17th-century Transylvanian spy for the Ottoman Empire

Markus Penckner (fl. 1572 – fl. 1592) was a Transylvanian renegade who migrated to Istanbul in 1572 alongside his friend Adam Neuser, who was a Protestant preacher from Heidelberg, to work as spies for the Ottoman Empire. Their requests were granted by Sultan Selim II, and both remained spies for the Ottomans throughout what can be seen in records of their lives. Both Penckner and Neuser had converted to Islam.

== Personal life ==
Almost nothing is known of Penckner's early life other than that he was a Christian who converted to Islam alongside Neuser in 1573 in Istanbul, taking on the name of Ahmed. His reason for migrating with Neuser to Istanbul may be because of the attractiveness of working in the Ottoman court as a foreigner as they were compensated handsomely for their services since the Ottomans accommodated diversity in the court.

Penckner's Italian, Hungarian, German, and Wallachian were described as 'perfect' by the ambassador of the Holy Roman Empire to the Ottoman Empire, David Ungnad von Sonnegg. His Turkish was also good enough for him to communicate with Grand Vizier Sokollu Mehmed Pasha with ease.

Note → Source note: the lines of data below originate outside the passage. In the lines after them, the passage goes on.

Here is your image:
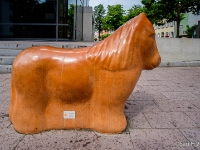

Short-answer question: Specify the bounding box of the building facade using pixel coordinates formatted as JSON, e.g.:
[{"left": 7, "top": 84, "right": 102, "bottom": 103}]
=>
[
  {"left": 154, "top": 12, "right": 200, "bottom": 38},
  {"left": 0, "top": 0, "right": 93, "bottom": 41}
]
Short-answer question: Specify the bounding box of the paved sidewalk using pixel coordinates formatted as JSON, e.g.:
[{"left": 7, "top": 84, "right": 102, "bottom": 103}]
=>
[{"left": 0, "top": 67, "right": 200, "bottom": 150}]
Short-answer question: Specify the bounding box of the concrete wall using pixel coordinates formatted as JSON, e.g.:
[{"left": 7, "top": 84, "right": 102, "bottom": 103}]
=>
[
  {"left": 74, "top": 7, "right": 94, "bottom": 42},
  {"left": 156, "top": 38, "right": 200, "bottom": 62}
]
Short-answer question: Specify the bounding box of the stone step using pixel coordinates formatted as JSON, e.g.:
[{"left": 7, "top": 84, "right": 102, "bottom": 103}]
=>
[
  {"left": 0, "top": 65, "right": 12, "bottom": 73},
  {"left": 0, "top": 56, "right": 16, "bottom": 65},
  {"left": 0, "top": 48, "right": 22, "bottom": 56}
]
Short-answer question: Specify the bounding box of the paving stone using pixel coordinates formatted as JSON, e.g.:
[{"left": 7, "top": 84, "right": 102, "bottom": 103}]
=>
[
  {"left": 125, "top": 112, "right": 151, "bottom": 129},
  {"left": 185, "top": 111, "right": 200, "bottom": 127},
  {"left": 15, "top": 130, "right": 77, "bottom": 150},
  {"left": 144, "top": 112, "right": 198, "bottom": 129},
  {"left": 161, "top": 92, "right": 199, "bottom": 101},
  {"left": 132, "top": 92, "right": 154, "bottom": 101},
  {"left": 155, "top": 100, "right": 200, "bottom": 112},
  {"left": 124, "top": 100, "right": 161, "bottom": 112},
  {"left": 180, "top": 129, "right": 200, "bottom": 150},
  {"left": 75, "top": 130, "right": 101, "bottom": 150},
  {"left": 130, "top": 129, "right": 194, "bottom": 150},
  {"left": 0, "top": 126, "right": 24, "bottom": 150},
  {"left": 94, "top": 133, "right": 133, "bottom": 150},
  {"left": 188, "top": 99, "right": 200, "bottom": 109},
  {"left": 143, "top": 85, "right": 172, "bottom": 93}
]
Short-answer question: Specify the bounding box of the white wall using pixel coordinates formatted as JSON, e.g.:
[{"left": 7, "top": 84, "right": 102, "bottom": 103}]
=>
[
  {"left": 156, "top": 38, "right": 200, "bottom": 62},
  {"left": 188, "top": 12, "right": 200, "bottom": 27}
]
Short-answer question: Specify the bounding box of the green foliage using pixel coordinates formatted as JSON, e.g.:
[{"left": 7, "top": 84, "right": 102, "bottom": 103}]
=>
[
  {"left": 104, "top": 4, "right": 125, "bottom": 30},
  {"left": 94, "top": 4, "right": 106, "bottom": 37},
  {"left": 141, "top": 0, "right": 200, "bottom": 37},
  {"left": 68, "top": 4, "right": 75, "bottom": 28},
  {"left": 100, "top": 34, "right": 110, "bottom": 40},
  {"left": 186, "top": 24, "right": 197, "bottom": 38},
  {"left": 125, "top": 5, "right": 146, "bottom": 21}
]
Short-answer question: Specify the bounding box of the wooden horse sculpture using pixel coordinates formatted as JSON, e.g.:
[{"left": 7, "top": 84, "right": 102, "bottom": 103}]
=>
[{"left": 9, "top": 13, "right": 161, "bottom": 134}]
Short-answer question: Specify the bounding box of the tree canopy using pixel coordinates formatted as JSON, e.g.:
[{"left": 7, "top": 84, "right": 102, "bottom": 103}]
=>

== Life in the Ottoman Empire ==
Penckner was tasked with infiltrating the Spanish court as an Ottoman returnee. He was expected to return after six to twelve months to Istanbul and report on his findings. In a secret meeting with Italian condottiero and general Gabrio Serbelloni before Penckner traveled to Spain, he successfully tricked Serbelloni, a close friend of King Philip II, into thinking that he was an ally of the Spanish by telling him that he wanted to leave the Ottoman Empire for Spain in order to return to Christianity. However, the HRE's ambassador David Ungnad was made aware of reconnaissance plans from January, informing Emperor Maximilian II for months about all information he could gather on the case. As a result of this, Penckner returned to Istanbul a mere six weeks after landing in Spain, claiming to have been betrayed and his cover blown.

Ungnad was very keen to neutralise Penckner, as characterised by his statement:

"To liquidate such a harmful and godless man... would be worth all effort."

Penckner met with Ungnad in June 1575, attempting to convince him that he was not a spy but that he was forced to create such a story because his life was at risk. Ungnad remained unconvinced, referring to Penckner in his letter to Maximilian II by stating:

"The Earth should swallow such a wicked man."

Although Penckner was unsuccessful in his task in Spain, he was known to have been the patron of renegades such as Mahmud, head of the dragomans of the Porte, and Aur (first name unknown), who was captured in Turkish Croatia in 1585. Both were German converts to Islam. After Aur died in 1592, Penckner inherited his house and married his widowed wife. There is no mention of Penckner after this event.